Embeddings are vector representations that capture the semantic meaning of words or sentences. Besides having quality data, choosing a good integration model is the most important and underrated step in optimizing your RAG application. Multilingual models are especially challenging as most are pre-trained on English data. The right inlays make a big difference – don't just go with the first model you see!
The semantic space determines the relationships between words and concepts. An accurate semantic space improves retrieval performance. Inaccurate embeddings lead to irrelevant fragments or missing information. A better model directly improves the capabilities of your RAG system.
In this article, we will create a question and answer dataset from PDF documents to find the best model for our task and language. During RAG, if the expected answer is recovered, it means that the embedding model placed the question and the answer close enough in the semantic space.

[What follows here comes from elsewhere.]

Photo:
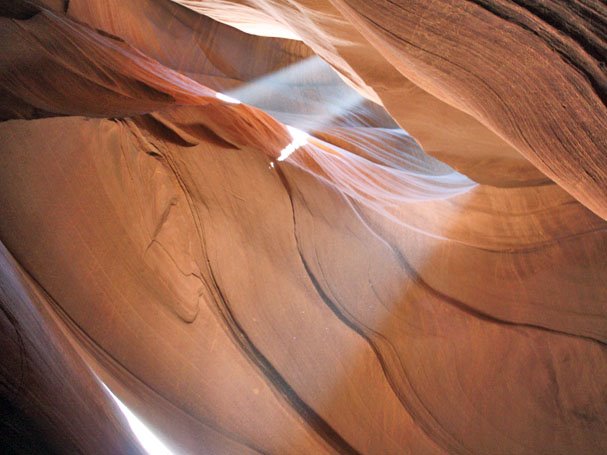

While we focus on French and Italian, the process can be adapted to any language because the best additions may differ.
Embed models
There are two main types of embedding models: static and dynamic. Static embeds like word2vec generates a vector for each word. The vectors are combined, often by averaging, to create a final embedding. These types of embeddings are no longer frequently used in production because they do not consider how the meaning of a word can change based on the words around it.
Dynamic embeds They are based on Transformers like BERT, which incorporate context awareness through layers of self-attention, allowing them to represent words based on the surrounding context.
Most of the current improved models use contrastive learning. The model learns semantic similarities by seeing positive and negative text pairs during training.